STUDENTS have been getting to grips with maths and science in a bid to inspire them to take on jobs in engineering.
The annual BAE roadshow took place at the National Museum of the Royal Navy.
It gave students the chance to enjoy an engaging theatre performance about engineering and then get hands on in a series of workshops.
The events are designed to inspire young people about science, technology, engineering and maths (Stem) subjects and help build the nation’s pool of engineers to meet the UK’s future needs.
The first day saw students from Admiral Lord Nelson School in Portsmouth, and Brune Park School in Gosport taking part.
Rhona Gray, science teacher at Admiral Lord Nelson School, said: ‘It’s to help them to see that Stem isn’t just something in the classroom.
‘It’s to inspire them to take an interest which will help carry through to their education in school.
‘A lot of them, when they first looked at the instructions, it was a challenge to them and it was hands on.
‘But they have become really engaged with it.
‘You can see the excitement when they manage to figure it out.

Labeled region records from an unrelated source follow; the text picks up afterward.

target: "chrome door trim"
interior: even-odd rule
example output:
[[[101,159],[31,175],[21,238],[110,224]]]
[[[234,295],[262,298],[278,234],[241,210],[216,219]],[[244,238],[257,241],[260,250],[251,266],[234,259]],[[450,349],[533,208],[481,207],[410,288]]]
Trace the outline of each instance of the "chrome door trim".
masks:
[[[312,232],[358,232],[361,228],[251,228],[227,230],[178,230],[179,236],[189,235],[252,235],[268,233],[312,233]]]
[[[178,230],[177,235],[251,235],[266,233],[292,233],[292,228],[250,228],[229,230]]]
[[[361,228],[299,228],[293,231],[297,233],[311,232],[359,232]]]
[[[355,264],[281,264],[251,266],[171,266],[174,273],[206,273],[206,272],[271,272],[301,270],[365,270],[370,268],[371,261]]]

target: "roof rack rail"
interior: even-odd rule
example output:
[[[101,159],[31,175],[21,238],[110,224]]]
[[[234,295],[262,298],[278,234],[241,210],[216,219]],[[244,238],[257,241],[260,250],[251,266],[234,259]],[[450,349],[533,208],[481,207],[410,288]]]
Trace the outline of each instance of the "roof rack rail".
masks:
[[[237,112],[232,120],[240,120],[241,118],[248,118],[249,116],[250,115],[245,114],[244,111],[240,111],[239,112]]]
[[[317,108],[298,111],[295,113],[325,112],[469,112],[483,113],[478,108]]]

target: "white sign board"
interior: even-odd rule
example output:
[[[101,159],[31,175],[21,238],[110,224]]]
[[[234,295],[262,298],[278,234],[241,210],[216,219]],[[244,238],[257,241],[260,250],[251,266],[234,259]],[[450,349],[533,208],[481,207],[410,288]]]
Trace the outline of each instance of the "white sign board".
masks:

‘It’s linked to real-life jobs that they can aspire to, but it’s been fun for them as well.’
Richard Hamer, education director at BAE Systems, said: ‘Everything we do depends upon mathematics and science.
‘We want them to come away from it with some positive experiences about maths and science and also having understood what career opportunities there are.
‘Also we’re trying to encourage a few more girls as well to be interested in careers in science, engineering and maths.
‘It’s a combination of listening, seeing and doing things.
‘Those things will mean they will come away and learn something.
‘It tells them about BAE and the RAF and the jobs that they have got.
‘Here in Portsmouth they are promoting links with the naval base.’